I hope someone can help me with checking this code to make it faster.
My goal is to recursively create a graph:
- Query of a node and its neighbors from a database (not available here)
- Add it and its neighbors to a chart
- until you find a target, recur (1, 2) for each neighbor
I also set a control (maxnodes_in_graph) if the target is not found.
I've tried an optimization: I do not want to reprocess a node if I've already met someone else's neighbor and already added its child nodes.
So I use
The central part is this:
// version using networkx // keep track of process nodes_processed = () nodes_to_process = () def construct_simple_sub_graph(startNode, g): // get my list of edges like ( (startNode, n1) ... ) g.add_edges_from( edge_list) // I just proccessed nodes_processed.append( startNode ) for node in list(g.nodes): // here I am doing something like this: // I check if already I processed this node // if not done, I will add it to a TODO list nodes_to_process // if done, I will remove it from the TODO list if node not in nodes_processed: if node not in nodes_to_process: nodes_to_process.append( node ) else: if node in nodes_to_process: nodes_to_process.remove( node ) return g
and then I put this feature in a while:
def subgraph(fromNode, g): while not ( g.has_node( fromNode) and g.has_node( toNode) ): for node in nodes_to_process: g = construct_simple_sub_graph( node, g) if (g.number_of_nodes() > maxNodes) : return g return g // first line will populate initial nodes in graph, and put // populate nodes_to_process with the first neighbors g = construct_simple_sub_graph( fromNode, g) g = subgraph(fromNode, g)
Well, this code does what I want, but it takes a lot of time.
This is probably the reason for how
networkx is done.
I've tried to revise the code with simple lists and sets, use adjoin lists instead of graphs, and only build them when I'm done.
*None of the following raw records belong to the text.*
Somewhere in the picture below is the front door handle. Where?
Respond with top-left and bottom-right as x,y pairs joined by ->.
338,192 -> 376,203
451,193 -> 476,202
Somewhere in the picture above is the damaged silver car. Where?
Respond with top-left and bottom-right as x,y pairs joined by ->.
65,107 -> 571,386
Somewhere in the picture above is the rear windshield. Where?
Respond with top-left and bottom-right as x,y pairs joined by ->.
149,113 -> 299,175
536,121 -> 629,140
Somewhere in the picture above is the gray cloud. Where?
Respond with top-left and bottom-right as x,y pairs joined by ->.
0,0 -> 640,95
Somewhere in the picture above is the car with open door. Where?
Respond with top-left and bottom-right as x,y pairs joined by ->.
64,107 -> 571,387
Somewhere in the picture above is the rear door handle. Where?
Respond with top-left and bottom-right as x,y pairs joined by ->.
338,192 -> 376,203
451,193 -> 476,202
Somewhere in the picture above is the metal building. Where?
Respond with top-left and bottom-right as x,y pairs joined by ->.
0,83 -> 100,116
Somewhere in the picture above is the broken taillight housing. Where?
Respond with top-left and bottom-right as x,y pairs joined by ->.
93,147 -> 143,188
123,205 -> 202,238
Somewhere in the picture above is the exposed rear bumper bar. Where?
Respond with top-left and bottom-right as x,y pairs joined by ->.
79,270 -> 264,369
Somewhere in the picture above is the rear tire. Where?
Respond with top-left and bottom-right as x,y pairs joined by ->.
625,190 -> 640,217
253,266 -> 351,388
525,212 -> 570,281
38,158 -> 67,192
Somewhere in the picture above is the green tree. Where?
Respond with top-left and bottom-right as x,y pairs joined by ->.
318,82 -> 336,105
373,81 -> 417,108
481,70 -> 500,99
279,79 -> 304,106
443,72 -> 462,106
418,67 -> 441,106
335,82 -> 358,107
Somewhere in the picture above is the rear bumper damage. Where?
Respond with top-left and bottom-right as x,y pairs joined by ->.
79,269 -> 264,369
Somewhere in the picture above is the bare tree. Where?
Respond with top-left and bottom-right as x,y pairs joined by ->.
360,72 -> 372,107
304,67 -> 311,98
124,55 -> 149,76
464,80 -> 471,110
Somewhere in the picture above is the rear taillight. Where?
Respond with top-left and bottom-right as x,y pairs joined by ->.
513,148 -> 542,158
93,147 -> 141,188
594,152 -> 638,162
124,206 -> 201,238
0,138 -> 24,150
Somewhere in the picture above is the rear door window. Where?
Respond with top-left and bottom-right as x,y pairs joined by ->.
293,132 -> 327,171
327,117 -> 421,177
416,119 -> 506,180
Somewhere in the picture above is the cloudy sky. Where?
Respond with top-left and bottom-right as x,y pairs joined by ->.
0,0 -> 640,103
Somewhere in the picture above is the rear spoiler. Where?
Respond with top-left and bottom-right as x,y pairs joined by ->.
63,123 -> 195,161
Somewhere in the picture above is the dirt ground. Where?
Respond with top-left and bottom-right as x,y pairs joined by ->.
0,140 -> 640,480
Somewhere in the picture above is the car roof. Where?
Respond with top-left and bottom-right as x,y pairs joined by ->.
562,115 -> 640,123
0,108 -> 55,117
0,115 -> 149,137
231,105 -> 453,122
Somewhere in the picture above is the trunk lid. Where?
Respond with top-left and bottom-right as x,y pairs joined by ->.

I have revised the code as:
// version usings lists and sets() // adj_list is like (parent, neighbor) adj_list = () // store the nodes in my graph / adj adj_nodes = () // same as above nodes_processed = set() nodes_to_process = () def construct_simple_adj_list(startNode, nodes_to_process): // get edge_list // isFound is a bool that tell me if target node is met in someone's neighbors adj_list.extend( edge_list ) # nodes in graph adj_nodes.append(startNode) adj_nodes.extend((e(1) for e in edge_list)) # to process nodes_processed.add( startNode) // I make a copy of the nodes to process: I need to update the TODO list nodes_to_process = nodes_to_process.copy() for node in nodes_processed: if node in nodes_to_process: nodes_to_process.remove(node) return is_found, nodes_to_process
and back to while:
// first iteration is_found, nodes_to_process = construct_simple_adj_list( fromNode, adj_nodes) while not (is_found): for node in nodes_to_process: is_found, nodes_to_process = construct_simple_adj_list( node, nodes_to_process) if (len(adj_nodes) > maxNodes) : return adj_list, nodes_to_process return adj_list, nodes_to_proces
This second code is 2 orders of magnitude faster (YAI)
but I noticed that the final graphic is very different
and I get lower quality results.
Could you please help us to recognize the differences between the two approaches?
Can you help provide a recursive version that uses only lists and set manipulations to recursively create an Adj matrix?